How badly are the Rohingya being treated? Well, they are fleeing into Bangladesh. Think on that.

No self-styled jihadi of the self-proclaimed "Islamic State", not a single one of them, has gone to Burma to defend the most persecuted Muslims in the world today. Think on that, too.

Now that we are permitted to know about the floods in South Asia as well as about the ones in Texas, consider that "Mumbai" is not a rendering into Marathi of the Portuguese-rooted "Bombay".

"Bombaim", meaning "Good Bay", is still the Portuguese name for this part of Catherine of Braganza's dowry. But "Mumbai" is a contraction of "Mumbadevi", the goddess of the fisherfolk who are the oldest inhabitants of what is now that alpha world city.

The Hindu nationalist change of its name is thus far more profound than might at first appear to an English-speaker.

As to the floods themselves, the problem has been ideologically rotted infrastructure in America (which used to be among the world leaders in such matters), and simply absent infrastructure in Asia while the money goes on nuclear weapons and on space programmes instead.

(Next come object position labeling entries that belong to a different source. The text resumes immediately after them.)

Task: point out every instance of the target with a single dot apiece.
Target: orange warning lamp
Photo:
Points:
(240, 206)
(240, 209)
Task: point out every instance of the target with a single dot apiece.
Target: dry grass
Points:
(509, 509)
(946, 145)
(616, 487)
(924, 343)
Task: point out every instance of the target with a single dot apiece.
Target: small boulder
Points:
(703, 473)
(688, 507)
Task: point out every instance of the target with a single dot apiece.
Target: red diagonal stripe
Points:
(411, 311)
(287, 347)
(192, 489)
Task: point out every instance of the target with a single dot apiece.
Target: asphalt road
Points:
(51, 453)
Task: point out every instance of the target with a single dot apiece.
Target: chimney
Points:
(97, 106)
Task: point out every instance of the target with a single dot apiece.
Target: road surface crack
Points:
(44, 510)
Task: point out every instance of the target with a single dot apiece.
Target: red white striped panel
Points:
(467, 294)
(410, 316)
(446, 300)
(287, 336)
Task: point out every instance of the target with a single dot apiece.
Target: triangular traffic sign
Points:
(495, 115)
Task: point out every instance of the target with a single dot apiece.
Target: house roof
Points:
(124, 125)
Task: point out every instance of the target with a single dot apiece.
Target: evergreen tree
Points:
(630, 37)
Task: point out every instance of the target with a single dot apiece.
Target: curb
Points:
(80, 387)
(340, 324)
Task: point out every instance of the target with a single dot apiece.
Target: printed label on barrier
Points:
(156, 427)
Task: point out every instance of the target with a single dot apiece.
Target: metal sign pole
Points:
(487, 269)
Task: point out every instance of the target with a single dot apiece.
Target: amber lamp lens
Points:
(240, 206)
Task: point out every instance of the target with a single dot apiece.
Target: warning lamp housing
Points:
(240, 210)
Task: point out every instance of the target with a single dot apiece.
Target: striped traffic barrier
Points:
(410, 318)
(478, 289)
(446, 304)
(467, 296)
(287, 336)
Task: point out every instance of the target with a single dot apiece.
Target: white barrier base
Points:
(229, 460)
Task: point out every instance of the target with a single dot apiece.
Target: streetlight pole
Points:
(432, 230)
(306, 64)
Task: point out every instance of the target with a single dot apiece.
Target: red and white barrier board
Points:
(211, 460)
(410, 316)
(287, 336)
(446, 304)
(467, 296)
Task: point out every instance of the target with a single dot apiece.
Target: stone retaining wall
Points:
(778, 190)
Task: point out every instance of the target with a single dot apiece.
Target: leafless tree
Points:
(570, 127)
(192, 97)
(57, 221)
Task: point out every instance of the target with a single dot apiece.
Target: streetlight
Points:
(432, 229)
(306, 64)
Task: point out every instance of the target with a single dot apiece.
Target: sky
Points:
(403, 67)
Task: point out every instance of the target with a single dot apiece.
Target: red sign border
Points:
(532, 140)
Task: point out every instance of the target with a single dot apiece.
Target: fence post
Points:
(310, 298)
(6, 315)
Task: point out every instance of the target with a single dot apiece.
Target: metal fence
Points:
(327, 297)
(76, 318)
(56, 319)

The language of priorities, and all that.

We need an approach to climate change which protects and extends secure employment with civilised wages and working conditions, which encourages economic development around the world, which upholds the right of the working classes and of non-white people to have children, which holds down and as far as practicable reduces the fuel prices that always hit the poor hardest, and which refuses to restrict travel opportunities or a full diet to the rich.

Climate change is supposed to be anthropogenic. The human race makes the weather. The burning of carbon is the foundation of the working class, the foundation of the Left, the foundation of human progress (problematic though that term is), the foundation of civilisation.

We need a celebration of the full compatibility between the highest view of human demographic, economic, intellectual and cultural expansion and development, and the most active concern for the conservation of the natural world and of the treasures bequeathed by such expansion and development in the past.

The problem with the world is not that it has people in it. Which people, exactly? We all know the answer to that. Rather, people produce wealth, material and otherwise. People are wealth, material and otherwise. People are therefore entitled to an equitable share of wealth, material and otherwise.

1 comment:

  1. It is an absolute scandal that you are not in Parliament.